He caught glimpses of a fiercely independent and determined fighter with a weak spot only for his older brother during the time when their minds joined each night, and believes that probably best approximates the truth.

Lucifer in that form reminds Sam only of himself. He selectively ignores the similarities between him and the Devil and asks instead if he can get lessons on Enochian to occupy his mind.

Of course, Lucifer is happy to provide.

Enochian is primarily a written language: angels in metaphysical form communicate using song rather than speech, and humans or vessels can easily burn their voices to ash if they try to draw on the power inherent in the words.

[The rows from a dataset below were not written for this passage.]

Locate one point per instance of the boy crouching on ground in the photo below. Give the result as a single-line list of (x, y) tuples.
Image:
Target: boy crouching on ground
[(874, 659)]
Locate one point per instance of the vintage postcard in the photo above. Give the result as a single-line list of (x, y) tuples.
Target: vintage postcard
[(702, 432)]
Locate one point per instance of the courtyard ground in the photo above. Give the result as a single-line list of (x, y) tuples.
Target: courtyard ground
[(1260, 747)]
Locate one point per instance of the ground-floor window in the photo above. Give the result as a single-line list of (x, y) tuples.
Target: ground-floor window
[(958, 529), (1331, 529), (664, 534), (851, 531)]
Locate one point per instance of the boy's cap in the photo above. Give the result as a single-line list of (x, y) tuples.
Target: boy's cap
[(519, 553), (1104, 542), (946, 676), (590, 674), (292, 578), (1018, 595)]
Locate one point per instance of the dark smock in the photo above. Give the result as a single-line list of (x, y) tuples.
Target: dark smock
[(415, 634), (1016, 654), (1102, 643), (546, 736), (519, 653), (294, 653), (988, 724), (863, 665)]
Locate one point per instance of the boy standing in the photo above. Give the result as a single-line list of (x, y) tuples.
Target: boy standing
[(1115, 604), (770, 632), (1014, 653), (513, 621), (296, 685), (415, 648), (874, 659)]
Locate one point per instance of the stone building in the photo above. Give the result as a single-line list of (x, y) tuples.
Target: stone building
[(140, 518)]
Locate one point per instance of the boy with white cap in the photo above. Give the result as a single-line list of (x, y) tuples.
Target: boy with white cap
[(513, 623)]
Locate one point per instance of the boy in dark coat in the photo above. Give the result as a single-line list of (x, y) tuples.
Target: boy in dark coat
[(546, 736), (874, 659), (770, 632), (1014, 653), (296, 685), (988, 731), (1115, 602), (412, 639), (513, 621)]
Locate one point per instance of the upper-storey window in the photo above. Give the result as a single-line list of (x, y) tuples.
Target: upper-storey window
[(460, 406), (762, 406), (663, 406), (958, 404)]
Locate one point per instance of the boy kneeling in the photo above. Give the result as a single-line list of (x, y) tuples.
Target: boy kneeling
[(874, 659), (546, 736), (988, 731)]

Nick cannot say some of the phrases they go over. Sam can say them all without even the slightest twinge of pain in his throat - it's because his bloodline is far more powerful.

When Lucifer possesses him, they'll be able to use those phrases and others like them to weave spells that no other angel, save Michael in Dean, can match without tipping their vessel into disintegration. Sam stops learning at that point and insists they move onto the glyphs and runes that make up many of the symbols he used to use when hunting.

Then, one night at a crossroads of two dirt tracks on the African Savannah in a meeting with a demon who led his squad on a search and capture mission, the news comes through: they've caught a half-angel, and they've bound her in a ring of holy fire.

* * *

 

**_May, 2013_ **

 

The blade of Gabriel shimmers and shines in the light of reflected Grace as Castiel materializes just outside a building in Detroit. A heavy chill hangs in the air, speaking of the eye of a massive storm. It’s early summer, but the ground is layered with pristine white snow. No footprints. No car tracks.

Underneath the snow is a painted ward, and as soon as he steps across the outer boundary Castiel feels it binding him, trapping him in mortal form. He will not be able to escape without stepping back over the line.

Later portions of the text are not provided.